現在、長射程ミサイルの開発を行っている国に中国があります。それはアメリカがミサイル防衛(MD)システムへ向かって大きく動き始めたからです。
米・ブッシュ政権は、今年7月からアラスカのフォトグリーリー基地にMDの配備を始めました。またミサイルの探知・追尾能力を備えたイージス駆逐艦15隻、ミサイル迎撃能力を備えたイージス巡洋艦3隻を06年末までに配備する計画で、すでにイージス駆逐艦1隻を今年の10月1日から日本海に配備しました。さらに高性能レーダー(GBR)の日本配備も、今年4月に打診しています。
北朝鮮の核ミサイルに対応するにしては、大げさすぎます。あきらかに長期的な戦略として、中国を意識したものです。でもミサイル防衛を破るのは、MIRV(個別誘導再突入弾頭)ミサイルの開発によって十分可能になりますから、中国はいまそれに力を入れていると思います。結局、冷戦が終わっても核軍拡は進行しているのです。

同じ兵器の開発が核保有国で進む

そしていま、もっとも警戒しなければならないのは、核兵器使用に対する警戒感が薄れることです。ブッシュ政権が小型核の研究を再開しました。当面は、地中深くで爆発し、なお放射能が少ない、地中貫通爆弾の研究に力がそそがれると考えますが、さまざまな低威力の核兵器が研究され、開発される心配があります。

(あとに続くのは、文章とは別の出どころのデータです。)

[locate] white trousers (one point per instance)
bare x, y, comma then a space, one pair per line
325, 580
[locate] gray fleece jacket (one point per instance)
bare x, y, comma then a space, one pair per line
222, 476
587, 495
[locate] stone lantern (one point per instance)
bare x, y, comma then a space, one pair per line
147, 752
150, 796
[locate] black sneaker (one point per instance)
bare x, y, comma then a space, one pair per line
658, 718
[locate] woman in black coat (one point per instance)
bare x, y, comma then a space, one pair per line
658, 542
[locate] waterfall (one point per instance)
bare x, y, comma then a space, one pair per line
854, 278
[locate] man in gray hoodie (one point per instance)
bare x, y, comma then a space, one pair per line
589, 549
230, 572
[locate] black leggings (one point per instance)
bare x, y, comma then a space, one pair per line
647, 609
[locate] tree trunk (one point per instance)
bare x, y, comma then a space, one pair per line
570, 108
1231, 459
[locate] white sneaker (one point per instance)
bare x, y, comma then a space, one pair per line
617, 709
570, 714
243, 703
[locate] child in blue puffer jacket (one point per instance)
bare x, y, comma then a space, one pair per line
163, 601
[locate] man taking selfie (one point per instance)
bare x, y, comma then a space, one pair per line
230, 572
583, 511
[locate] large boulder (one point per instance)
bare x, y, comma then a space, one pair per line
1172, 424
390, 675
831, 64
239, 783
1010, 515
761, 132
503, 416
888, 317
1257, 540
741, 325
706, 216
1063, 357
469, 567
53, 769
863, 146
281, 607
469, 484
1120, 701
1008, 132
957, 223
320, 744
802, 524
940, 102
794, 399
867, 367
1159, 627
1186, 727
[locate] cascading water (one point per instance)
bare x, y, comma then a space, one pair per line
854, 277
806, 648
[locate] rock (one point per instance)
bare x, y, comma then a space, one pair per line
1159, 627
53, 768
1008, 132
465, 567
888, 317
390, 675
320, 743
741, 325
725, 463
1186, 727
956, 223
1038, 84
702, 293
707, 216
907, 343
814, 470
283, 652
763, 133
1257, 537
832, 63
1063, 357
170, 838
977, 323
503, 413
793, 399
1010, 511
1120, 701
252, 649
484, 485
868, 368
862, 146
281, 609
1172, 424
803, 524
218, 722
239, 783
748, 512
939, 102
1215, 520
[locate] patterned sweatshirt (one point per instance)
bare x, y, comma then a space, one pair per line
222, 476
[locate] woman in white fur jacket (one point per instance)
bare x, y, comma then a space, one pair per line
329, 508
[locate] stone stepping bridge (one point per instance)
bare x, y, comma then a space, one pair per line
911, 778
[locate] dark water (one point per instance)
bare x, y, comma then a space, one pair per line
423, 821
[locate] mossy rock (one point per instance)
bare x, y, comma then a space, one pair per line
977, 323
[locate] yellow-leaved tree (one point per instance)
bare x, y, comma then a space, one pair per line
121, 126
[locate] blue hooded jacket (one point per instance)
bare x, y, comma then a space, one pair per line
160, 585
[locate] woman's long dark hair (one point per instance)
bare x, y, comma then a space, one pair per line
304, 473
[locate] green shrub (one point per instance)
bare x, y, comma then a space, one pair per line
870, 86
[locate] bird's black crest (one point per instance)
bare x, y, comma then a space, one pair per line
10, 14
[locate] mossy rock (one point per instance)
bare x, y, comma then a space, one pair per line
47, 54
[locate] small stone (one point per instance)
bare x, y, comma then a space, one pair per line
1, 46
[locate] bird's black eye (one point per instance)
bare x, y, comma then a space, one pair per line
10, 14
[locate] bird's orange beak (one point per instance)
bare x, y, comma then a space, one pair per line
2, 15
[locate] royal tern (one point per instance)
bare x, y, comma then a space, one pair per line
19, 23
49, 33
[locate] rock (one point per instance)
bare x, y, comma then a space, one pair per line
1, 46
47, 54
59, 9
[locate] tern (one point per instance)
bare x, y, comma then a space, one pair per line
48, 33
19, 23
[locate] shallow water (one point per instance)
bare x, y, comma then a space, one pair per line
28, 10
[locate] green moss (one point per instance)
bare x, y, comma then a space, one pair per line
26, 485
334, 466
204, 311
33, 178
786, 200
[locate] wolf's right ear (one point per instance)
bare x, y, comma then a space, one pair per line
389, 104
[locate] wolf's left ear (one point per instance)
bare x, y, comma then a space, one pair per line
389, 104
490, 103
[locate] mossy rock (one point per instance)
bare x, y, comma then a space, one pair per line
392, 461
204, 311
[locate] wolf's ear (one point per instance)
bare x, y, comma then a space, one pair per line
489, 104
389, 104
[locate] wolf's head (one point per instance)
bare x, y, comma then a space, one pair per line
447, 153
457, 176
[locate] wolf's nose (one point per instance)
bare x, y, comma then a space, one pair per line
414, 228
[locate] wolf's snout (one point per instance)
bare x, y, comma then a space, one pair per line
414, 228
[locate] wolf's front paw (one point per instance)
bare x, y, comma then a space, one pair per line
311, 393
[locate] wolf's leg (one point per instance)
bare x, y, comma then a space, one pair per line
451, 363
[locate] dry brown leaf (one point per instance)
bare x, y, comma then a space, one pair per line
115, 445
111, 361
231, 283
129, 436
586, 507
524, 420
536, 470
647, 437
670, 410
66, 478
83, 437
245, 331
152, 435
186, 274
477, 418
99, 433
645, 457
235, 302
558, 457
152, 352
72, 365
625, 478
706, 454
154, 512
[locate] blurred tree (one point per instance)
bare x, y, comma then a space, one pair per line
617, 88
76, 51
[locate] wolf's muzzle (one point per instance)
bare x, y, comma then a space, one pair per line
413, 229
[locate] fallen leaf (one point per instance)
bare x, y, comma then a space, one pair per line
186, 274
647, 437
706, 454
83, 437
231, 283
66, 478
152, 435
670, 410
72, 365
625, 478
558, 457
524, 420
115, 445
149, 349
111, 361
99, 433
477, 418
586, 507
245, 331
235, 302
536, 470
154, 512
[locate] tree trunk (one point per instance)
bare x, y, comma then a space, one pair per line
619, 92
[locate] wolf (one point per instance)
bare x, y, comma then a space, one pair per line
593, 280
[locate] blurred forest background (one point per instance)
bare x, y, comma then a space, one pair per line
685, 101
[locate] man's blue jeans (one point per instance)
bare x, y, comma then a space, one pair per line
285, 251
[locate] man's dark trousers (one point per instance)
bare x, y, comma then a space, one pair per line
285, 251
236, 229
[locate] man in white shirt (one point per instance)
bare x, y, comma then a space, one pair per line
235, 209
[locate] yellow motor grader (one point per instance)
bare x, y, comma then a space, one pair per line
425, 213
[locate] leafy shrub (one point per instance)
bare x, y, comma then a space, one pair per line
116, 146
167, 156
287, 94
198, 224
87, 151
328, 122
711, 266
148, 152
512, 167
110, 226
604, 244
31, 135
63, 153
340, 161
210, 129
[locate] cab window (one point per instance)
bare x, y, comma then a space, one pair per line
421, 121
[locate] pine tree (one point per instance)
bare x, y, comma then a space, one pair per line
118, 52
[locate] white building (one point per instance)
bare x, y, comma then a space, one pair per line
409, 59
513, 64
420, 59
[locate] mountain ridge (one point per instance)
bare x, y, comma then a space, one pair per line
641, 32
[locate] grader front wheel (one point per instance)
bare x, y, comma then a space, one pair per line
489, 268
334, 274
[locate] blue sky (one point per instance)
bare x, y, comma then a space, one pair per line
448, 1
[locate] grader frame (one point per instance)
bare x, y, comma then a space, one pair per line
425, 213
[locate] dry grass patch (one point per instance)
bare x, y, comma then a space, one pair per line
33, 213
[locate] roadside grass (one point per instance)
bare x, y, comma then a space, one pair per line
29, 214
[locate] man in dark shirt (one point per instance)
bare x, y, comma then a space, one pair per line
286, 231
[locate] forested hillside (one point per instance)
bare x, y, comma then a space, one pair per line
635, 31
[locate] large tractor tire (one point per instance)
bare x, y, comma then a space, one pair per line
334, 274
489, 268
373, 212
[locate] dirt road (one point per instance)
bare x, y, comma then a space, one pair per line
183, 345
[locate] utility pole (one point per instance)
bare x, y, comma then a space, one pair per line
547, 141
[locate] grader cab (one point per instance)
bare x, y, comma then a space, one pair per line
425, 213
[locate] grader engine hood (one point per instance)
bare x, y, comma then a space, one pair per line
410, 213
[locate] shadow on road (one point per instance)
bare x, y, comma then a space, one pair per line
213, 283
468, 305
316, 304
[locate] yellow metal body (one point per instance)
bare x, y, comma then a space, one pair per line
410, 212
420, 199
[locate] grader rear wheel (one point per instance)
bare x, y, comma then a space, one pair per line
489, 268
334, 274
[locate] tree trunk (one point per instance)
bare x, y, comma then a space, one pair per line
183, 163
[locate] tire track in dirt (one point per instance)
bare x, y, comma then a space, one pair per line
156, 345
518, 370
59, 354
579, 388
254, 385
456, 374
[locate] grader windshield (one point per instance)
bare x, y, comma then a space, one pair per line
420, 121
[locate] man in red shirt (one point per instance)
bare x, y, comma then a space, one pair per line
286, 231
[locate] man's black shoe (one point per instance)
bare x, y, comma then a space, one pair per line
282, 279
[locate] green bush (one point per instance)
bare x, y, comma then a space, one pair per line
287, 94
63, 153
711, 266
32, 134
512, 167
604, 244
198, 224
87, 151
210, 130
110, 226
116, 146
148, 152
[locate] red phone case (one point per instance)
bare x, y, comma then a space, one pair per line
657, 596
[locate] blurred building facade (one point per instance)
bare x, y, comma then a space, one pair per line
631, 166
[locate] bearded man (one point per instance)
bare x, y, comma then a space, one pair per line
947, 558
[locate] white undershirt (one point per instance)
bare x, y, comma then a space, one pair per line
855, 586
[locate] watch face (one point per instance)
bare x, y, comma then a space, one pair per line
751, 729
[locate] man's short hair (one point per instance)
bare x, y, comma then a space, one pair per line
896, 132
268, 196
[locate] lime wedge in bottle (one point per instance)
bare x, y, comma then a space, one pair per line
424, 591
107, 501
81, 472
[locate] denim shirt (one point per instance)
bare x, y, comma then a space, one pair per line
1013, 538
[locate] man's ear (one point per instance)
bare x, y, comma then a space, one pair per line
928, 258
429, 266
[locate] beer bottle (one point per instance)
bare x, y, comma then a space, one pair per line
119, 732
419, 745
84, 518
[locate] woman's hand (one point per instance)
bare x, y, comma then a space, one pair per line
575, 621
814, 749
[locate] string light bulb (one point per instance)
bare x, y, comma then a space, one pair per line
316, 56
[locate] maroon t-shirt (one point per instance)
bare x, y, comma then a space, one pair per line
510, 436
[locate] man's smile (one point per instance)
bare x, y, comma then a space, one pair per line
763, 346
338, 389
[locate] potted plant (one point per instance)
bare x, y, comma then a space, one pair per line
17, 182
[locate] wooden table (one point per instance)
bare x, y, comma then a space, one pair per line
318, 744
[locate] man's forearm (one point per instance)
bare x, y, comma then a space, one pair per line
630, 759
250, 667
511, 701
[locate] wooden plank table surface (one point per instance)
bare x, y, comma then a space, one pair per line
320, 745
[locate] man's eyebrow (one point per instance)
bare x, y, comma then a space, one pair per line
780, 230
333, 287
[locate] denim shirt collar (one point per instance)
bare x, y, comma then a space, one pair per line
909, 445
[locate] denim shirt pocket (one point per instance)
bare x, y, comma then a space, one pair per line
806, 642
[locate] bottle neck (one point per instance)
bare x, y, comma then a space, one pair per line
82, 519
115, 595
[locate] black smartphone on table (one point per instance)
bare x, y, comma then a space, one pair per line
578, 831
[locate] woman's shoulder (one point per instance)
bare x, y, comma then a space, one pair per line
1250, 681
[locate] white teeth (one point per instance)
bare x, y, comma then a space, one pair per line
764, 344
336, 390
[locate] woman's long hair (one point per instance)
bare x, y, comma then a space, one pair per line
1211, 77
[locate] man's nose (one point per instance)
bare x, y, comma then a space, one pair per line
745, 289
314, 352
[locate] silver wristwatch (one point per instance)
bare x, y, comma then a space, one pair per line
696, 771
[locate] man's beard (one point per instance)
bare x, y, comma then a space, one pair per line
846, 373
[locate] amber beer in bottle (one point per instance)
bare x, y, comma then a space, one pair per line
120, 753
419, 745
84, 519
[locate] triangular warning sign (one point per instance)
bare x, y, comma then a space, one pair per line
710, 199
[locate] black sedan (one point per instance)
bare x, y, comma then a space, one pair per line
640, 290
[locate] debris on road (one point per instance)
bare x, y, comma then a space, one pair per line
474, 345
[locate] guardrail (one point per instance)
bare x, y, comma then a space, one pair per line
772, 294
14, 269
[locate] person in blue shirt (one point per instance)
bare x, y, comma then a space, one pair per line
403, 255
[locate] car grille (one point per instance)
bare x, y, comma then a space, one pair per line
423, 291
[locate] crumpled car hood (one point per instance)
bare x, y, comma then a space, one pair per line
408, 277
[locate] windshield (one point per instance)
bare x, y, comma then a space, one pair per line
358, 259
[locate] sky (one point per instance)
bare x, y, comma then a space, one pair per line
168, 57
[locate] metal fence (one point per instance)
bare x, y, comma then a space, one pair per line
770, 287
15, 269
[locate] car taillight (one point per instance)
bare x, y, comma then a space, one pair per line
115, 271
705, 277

冷戦時の経験からいうと、一方が新しい核兵器の研究・開発に進めば、もう一方も、同じような兵器の研究・開発に進むことは明らかです。核兵器保有国が8ヵ国にまで増えている現在は、それだけ多くの国で、小型核兵器の研究が進むということです。
現在、米軍は精密な巡航ミサイル、精密誘導弾、燃料気化爆弾(ディジー・カッター)、クラスター(集束)爆弾など、核兵器を使用しなくても、大規模破壊、大量殺戮の兵器を数多く開発し、所有しています。唯一の軍事大国なったアメリカは、新しい小型核兵器の研究など必要ないのです。にもかかわらず、アメリカは小型核兵器の研究に進んでいます。それはあくことのない兵器産業・死の商人の利益のためです。その結果、世界で通常兵器と核兵器の敷居がだんだん曖昧になっていくのです。